Ces images sont aussi de plus en plus utilisées pour améliorer l’aspect physique des acteurs, en éliminant leurs rides, un ventre un peu trop arrondi, ou en leur redonnant une impressionnante musculature, grâce à des retouches numériques, par exemple.

Le champ d’application des doublures numériques ne fait que s’étendre

Mais le champ d’application de ces « doublures numériques » ne fait que s’étendre, et selon Darren Hendler, directeur du Groupe humain numérique de la société Digital Domain, en charge de la conception de ces effets spéciaux, la difficulté, c’est que sa société ne sait pas toujours quelle sera l’utilisation qui en sera faite au moment où elle organise ces prises de vues.

Par exemple, Disney envisage d’utiliser les images de l’actrice Carrie Fisher, maintenant décédée, pour incarner la princesse Leia Organa dans le prochain opus de la série Star Wars, Star Wars : épisode IX. Et c’est bien là le problème. Selon un cadre de haut niveau d’un studio américain, les doublures numériques sont de plus en plus utilisées comme substituts en cas d’absence ou d’indisponibilité des acteurs (parce qu’ils sont en cure de désintoxication, par exemple).

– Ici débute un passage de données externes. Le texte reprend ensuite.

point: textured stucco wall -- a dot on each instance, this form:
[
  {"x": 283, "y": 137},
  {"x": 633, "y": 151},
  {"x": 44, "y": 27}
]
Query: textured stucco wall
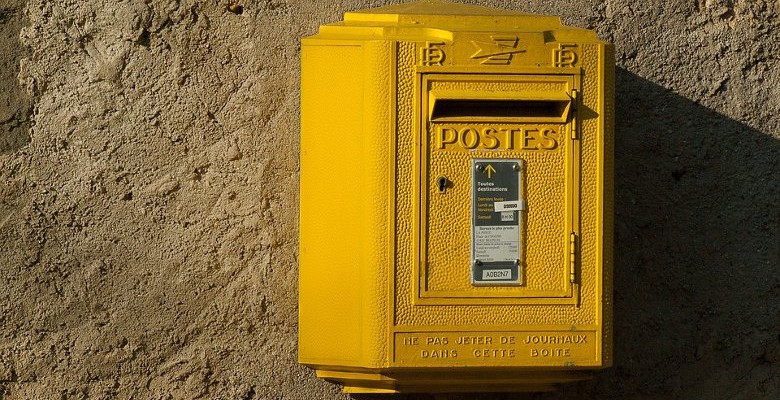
[{"x": 148, "y": 195}]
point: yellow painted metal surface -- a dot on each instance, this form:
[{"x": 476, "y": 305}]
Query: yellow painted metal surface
[{"x": 405, "y": 111}]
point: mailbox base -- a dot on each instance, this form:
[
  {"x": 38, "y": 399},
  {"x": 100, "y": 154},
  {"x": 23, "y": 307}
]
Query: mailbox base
[{"x": 423, "y": 380}]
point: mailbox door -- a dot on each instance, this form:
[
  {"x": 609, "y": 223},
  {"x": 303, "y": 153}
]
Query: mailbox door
[{"x": 499, "y": 176}]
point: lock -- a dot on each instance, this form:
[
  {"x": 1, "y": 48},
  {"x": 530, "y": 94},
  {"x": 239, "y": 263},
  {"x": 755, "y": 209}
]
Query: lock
[
  {"x": 442, "y": 182},
  {"x": 455, "y": 200}
]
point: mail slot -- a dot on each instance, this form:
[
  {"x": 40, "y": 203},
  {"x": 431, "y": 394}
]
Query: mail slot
[{"x": 455, "y": 200}]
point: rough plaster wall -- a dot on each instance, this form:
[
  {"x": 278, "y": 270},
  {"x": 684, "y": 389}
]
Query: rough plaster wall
[{"x": 148, "y": 192}]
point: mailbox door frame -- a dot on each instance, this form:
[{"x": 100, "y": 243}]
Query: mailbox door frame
[{"x": 569, "y": 293}]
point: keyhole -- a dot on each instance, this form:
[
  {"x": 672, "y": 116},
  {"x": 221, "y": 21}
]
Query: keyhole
[{"x": 442, "y": 183}]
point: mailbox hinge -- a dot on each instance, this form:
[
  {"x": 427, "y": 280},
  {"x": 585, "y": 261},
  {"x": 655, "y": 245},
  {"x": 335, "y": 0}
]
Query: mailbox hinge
[
  {"x": 574, "y": 101},
  {"x": 572, "y": 255}
]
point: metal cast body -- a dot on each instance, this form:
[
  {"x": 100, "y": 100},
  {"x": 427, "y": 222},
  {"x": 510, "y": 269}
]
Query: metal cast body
[{"x": 456, "y": 200}]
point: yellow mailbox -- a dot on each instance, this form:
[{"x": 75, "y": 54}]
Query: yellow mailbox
[{"x": 456, "y": 200}]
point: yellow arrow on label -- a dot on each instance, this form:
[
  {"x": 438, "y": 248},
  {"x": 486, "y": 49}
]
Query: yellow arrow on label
[{"x": 490, "y": 171}]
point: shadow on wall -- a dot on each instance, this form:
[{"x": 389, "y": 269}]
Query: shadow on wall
[
  {"x": 15, "y": 104},
  {"x": 697, "y": 253}
]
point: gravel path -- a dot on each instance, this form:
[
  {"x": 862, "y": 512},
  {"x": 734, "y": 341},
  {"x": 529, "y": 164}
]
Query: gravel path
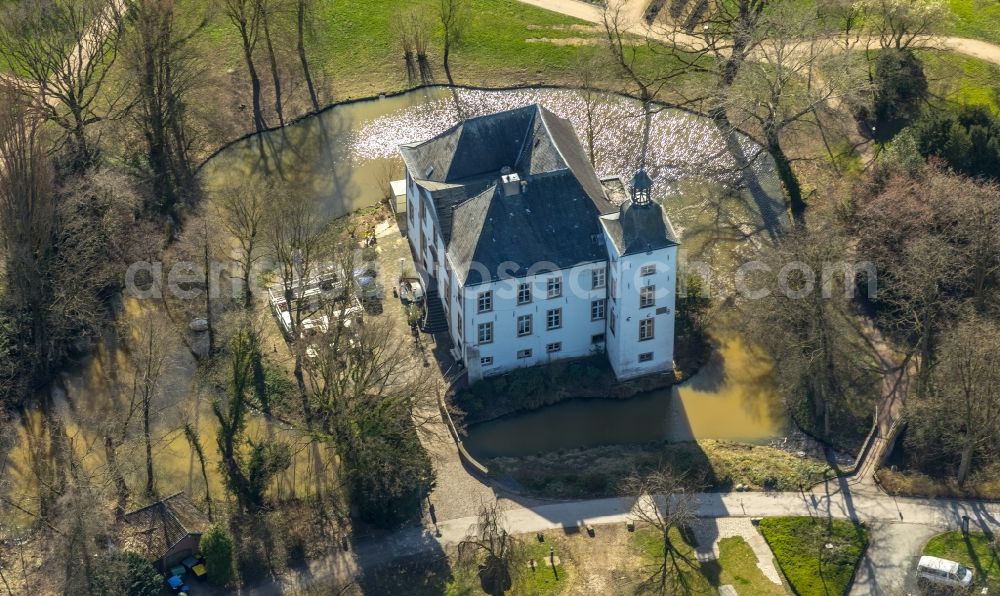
[
  {"x": 632, "y": 10},
  {"x": 708, "y": 533}
]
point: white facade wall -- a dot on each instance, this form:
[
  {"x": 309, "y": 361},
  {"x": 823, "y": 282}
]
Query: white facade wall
[
  {"x": 575, "y": 333},
  {"x": 626, "y": 351},
  {"x": 427, "y": 243}
]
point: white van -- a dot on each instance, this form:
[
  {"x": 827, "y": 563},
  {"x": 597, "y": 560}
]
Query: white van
[{"x": 943, "y": 572}]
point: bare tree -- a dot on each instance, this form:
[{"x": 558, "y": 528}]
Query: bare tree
[
  {"x": 801, "y": 313},
  {"x": 64, "y": 49},
  {"x": 369, "y": 393},
  {"x": 490, "y": 548},
  {"x": 961, "y": 413},
  {"x": 165, "y": 70},
  {"x": 28, "y": 207},
  {"x": 249, "y": 465},
  {"x": 664, "y": 502},
  {"x": 195, "y": 441},
  {"x": 454, "y": 16},
  {"x": 245, "y": 16},
  {"x": 242, "y": 211},
  {"x": 594, "y": 100},
  {"x": 269, "y": 10},
  {"x": 303, "y": 14},
  {"x": 932, "y": 236},
  {"x": 781, "y": 87},
  {"x": 903, "y": 24},
  {"x": 293, "y": 243},
  {"x": 148, "y": 357}
]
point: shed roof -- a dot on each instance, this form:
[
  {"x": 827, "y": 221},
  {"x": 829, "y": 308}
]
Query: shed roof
[{"x": 156, "y": 528}]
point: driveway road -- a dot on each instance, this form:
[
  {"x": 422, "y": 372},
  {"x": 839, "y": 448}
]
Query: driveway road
[
  {"x": 888, "y": 564},
  {"x": 899, "y": 528}
]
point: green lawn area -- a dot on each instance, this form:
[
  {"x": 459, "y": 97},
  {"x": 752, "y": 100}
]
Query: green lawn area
[
  {"x": 355, "y": 47},
  {"x": 962, "y": 79},
  {"x": 976, "y": 553},
  {"x": 736, "y": 566},
  {"x": 800, "y": 548},
  {"x": 978, "y": 19},
  {"x": 542, "y": 581}
]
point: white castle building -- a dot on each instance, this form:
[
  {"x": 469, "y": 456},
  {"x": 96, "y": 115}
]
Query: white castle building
[{"x": 533, "y": 257}]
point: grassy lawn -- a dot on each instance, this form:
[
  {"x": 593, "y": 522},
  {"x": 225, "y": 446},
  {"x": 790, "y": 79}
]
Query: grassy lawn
[
  {"x": 979, "y": 19},
  {"x": 962, "y": 79},
  {"x": 718, "y": 465},
  {"x": 800, "y": 548},
  {"x": 736, "y": 566},
  {"x": 542, "y": 580},
  {"x": 355, "y": 49},
  {"x": 977, "y": 552}
]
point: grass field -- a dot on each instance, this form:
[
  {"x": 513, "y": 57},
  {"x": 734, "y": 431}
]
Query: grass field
[
  {"x": 978, "y": 19},
  {"x": 355, "y": 48},
  {"x": 962, "y": 79},
  {"x": 817, "y": 556},
  {"x": 736, "y": 565},
  {"x": 977, "y": 552},
  {"x": 718, "y": 465}
]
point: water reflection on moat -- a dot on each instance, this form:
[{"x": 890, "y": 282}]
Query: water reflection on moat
[{"x": 341, "y": 158}]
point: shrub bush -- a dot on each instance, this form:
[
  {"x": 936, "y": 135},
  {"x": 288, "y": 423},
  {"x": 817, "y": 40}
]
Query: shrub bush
[
  {"x": 217, "y": 548},
  {"x": 124, "y": 573}
]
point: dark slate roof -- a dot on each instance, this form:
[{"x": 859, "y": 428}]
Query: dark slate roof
[
  {"x": 553, "y": 221},
  {"x": 639, "y": 228},
  {"x": 153, "y": 530},
  {"x": 530, "y": 140}
]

Les acteurs n’ont aucun contrôle sur la destination de ces photos, alors qu’elles sont de plus en plus souvent obligatoires

Désormais, la plupart des grands studios de cinéma exigent même des acteurs principaux du film qu’ils se soumettent obligatoirement à ces séances photos, quitte à remettre en cause les contrats des réfractaires. « Nous ne savons pas toujours si nous en aurons besoin. (…) C’est pour y faire référence plus tard », explique Ben Morris, qui a supervisé les effets spéciaux de Star Wars: The Last Jedi, une production de Lucasfilm.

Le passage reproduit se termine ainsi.